Young Megan Khang collected the low amateur award this year and is now faced with making some decisions about her future.  Will it be college or should she just take the leap and turn pro?  This was Khang’s third run at the US Women’s Open.  She missed the cut in her first two appearances. This year she finished T35th.

Khang told The Morning Call’s Tim Housenick that this Open Championship has her rethinking plans for her immediate future:

"“The biggest goal of mine is to go on the LPGA Tour and this definitely gives me a lot of confidence to compete out here with the women. And it does, I’m not going to lie, it does influence me a little to come out here and play on the Tour.”"

But the biggest Cinderella Story got played out by a 20-year old US Women’s Open rookie whose mother and father had sacrificed much to give her a shot at this moment.  And In Gee Chun didn’t seem to understand that rookies just don’t win the Open Championship.  She played with joy and abandon and an awesome level of skill.

With her friend Hee Kyung Seo’s caddie on the bag, Chun played her way past Morgan Pressel and Seo Yeon Ryu, then Brooke Henderson and then Inbee Park as Sunday’s final round unfolded.

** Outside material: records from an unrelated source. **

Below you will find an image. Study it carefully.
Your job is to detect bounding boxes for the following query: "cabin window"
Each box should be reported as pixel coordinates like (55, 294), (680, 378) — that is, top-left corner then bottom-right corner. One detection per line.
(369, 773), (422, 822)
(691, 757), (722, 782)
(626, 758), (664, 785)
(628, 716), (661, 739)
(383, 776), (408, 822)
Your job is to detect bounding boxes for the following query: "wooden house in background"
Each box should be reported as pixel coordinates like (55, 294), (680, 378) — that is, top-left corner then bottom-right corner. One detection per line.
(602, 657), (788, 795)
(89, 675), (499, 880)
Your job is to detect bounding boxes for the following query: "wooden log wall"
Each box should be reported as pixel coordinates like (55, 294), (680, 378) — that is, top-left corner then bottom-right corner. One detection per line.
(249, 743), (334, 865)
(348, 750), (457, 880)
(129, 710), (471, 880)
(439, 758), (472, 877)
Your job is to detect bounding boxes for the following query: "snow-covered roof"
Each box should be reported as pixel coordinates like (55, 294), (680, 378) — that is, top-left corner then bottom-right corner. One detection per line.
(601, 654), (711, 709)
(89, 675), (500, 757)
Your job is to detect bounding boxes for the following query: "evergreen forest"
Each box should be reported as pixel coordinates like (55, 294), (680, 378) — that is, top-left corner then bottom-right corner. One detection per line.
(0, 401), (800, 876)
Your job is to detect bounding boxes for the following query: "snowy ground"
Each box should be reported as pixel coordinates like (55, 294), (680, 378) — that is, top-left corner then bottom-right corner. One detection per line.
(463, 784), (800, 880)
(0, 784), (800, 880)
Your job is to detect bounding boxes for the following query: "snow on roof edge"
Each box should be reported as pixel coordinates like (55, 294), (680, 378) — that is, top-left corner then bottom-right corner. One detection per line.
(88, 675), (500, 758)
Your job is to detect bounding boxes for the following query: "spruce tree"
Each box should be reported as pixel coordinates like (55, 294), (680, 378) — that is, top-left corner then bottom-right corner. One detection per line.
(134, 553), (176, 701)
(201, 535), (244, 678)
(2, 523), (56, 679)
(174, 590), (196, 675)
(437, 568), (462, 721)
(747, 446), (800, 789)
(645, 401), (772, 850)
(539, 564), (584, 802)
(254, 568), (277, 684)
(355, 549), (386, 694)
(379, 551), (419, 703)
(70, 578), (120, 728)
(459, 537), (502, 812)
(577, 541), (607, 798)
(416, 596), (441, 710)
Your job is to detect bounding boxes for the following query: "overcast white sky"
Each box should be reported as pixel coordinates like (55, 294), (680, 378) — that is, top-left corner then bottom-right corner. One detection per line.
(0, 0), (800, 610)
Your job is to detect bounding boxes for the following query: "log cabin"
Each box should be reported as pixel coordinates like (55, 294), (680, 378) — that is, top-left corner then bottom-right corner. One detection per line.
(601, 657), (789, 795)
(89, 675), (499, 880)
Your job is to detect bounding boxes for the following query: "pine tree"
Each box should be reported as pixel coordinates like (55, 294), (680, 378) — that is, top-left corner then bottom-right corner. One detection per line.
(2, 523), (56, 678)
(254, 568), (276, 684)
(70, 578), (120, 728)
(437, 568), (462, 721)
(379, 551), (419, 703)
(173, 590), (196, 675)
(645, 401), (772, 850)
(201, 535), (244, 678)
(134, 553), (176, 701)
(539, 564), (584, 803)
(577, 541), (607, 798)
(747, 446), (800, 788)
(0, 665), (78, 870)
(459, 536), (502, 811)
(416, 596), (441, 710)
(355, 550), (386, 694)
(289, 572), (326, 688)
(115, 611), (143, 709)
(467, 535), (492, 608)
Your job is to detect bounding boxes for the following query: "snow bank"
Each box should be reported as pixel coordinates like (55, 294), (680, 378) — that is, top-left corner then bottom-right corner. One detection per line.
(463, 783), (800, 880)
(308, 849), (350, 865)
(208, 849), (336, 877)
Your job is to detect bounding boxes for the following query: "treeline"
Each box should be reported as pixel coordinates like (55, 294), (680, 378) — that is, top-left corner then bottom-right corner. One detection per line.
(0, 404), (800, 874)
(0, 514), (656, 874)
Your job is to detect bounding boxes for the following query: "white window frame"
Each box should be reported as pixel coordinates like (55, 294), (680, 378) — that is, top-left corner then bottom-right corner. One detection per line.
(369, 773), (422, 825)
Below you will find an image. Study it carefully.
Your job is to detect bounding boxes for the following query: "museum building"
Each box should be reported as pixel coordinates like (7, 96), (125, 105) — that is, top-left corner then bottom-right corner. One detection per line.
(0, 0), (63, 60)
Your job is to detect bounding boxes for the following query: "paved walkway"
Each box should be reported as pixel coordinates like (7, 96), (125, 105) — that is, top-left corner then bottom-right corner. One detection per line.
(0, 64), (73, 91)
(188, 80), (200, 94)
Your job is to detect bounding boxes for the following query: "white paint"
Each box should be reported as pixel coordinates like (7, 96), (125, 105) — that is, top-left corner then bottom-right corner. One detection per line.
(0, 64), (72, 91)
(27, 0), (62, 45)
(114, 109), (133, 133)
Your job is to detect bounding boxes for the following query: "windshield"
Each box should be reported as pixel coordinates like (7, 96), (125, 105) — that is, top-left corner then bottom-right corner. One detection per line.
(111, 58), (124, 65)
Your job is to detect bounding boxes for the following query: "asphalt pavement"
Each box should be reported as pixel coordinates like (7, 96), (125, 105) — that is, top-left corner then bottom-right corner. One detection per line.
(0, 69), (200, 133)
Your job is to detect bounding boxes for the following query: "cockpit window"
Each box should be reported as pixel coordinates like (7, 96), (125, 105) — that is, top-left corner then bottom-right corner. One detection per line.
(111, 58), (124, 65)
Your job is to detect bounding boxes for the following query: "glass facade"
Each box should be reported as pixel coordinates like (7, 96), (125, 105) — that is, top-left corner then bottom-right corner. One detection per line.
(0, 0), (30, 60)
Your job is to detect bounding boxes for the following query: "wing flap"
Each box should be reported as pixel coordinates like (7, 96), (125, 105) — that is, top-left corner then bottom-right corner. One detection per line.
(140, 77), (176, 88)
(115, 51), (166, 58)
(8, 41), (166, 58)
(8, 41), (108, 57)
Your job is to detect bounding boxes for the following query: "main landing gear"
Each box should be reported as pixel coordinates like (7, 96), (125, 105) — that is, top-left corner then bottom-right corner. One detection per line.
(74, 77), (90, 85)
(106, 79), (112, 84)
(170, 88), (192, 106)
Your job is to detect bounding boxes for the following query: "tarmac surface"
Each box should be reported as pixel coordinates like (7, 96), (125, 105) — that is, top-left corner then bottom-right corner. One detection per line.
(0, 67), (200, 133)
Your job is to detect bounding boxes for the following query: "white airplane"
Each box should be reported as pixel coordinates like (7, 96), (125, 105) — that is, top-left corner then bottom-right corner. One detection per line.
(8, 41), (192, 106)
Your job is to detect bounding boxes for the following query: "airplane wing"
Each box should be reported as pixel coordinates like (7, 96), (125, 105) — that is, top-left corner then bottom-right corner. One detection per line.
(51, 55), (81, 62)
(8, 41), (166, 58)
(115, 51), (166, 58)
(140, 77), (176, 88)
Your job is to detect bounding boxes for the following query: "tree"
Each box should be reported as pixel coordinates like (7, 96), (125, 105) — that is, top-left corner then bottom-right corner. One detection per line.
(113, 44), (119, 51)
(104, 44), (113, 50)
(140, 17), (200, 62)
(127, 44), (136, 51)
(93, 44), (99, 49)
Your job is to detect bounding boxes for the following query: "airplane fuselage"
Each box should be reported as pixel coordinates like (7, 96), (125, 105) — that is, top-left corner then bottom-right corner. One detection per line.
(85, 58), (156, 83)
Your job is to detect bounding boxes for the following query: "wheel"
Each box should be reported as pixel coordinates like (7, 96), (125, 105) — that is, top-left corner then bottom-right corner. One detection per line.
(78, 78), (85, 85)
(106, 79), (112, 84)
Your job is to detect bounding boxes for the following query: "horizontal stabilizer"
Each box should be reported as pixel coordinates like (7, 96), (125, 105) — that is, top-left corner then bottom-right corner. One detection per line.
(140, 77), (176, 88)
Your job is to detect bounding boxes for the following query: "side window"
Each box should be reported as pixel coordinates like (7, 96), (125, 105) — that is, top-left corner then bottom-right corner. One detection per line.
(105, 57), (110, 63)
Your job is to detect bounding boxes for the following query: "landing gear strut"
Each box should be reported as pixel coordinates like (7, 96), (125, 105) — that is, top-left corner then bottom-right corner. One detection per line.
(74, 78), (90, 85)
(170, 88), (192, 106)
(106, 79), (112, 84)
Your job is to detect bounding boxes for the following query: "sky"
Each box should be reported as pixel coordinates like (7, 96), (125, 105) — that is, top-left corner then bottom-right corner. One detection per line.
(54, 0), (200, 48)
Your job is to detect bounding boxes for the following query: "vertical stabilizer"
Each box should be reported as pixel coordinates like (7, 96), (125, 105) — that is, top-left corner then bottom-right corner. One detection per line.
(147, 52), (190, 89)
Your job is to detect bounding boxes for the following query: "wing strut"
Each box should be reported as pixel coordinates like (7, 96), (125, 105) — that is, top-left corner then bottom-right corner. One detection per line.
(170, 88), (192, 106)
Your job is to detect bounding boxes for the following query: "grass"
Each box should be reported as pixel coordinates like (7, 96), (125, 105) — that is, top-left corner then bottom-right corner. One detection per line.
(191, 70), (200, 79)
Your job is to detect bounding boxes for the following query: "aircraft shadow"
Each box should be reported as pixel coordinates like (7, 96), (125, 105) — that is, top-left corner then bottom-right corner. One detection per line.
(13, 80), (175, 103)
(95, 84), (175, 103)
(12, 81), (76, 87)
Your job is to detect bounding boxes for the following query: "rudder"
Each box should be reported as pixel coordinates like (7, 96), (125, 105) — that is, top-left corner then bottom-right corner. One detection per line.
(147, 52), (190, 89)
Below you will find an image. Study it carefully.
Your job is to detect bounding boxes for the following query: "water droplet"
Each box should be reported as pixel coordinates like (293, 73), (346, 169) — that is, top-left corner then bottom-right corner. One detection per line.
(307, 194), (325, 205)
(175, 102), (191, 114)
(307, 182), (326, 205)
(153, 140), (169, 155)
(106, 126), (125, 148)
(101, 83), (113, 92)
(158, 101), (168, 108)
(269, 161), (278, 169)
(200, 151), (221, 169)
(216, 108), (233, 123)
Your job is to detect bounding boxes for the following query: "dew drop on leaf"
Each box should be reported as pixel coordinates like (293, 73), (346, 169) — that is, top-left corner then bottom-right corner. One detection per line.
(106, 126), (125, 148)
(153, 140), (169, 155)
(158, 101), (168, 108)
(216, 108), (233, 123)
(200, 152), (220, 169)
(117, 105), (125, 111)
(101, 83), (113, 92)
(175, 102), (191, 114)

There was trouble at the top of the board.  Stacy Lewis was struggling and In Gee Chun was smiling as she pulled even with Lewis on the leaderboard.  A run of three birdies beginning on the 15th took Chun to the top of the board.

Yang fought back and with an eagle on the 16th and a birdie on the 17th she was within a shot of a playoff.  But the pesky 18th wasn’t giving up any last-minute second chances.  Yang had to settle for runner-up and Lewis and Park shared 3rd.

The KLPGA and JLPGA member had started the day four shots off the lead and birdied three of her final four holes to finish at 8-under par 272 and one shot clear of Amy Yang.   When the dust had settled and the stats were compiled, In Gee Chun had recorded seven birdies and three bogeys on Sunday and her four-day total of 272 matched Annika Sorenstam (1996) and Juli Inkster (1999) for the championship scoring record.

When the glass slipper fits, you just have to slip it on, go to the ball, and enjoy yourself!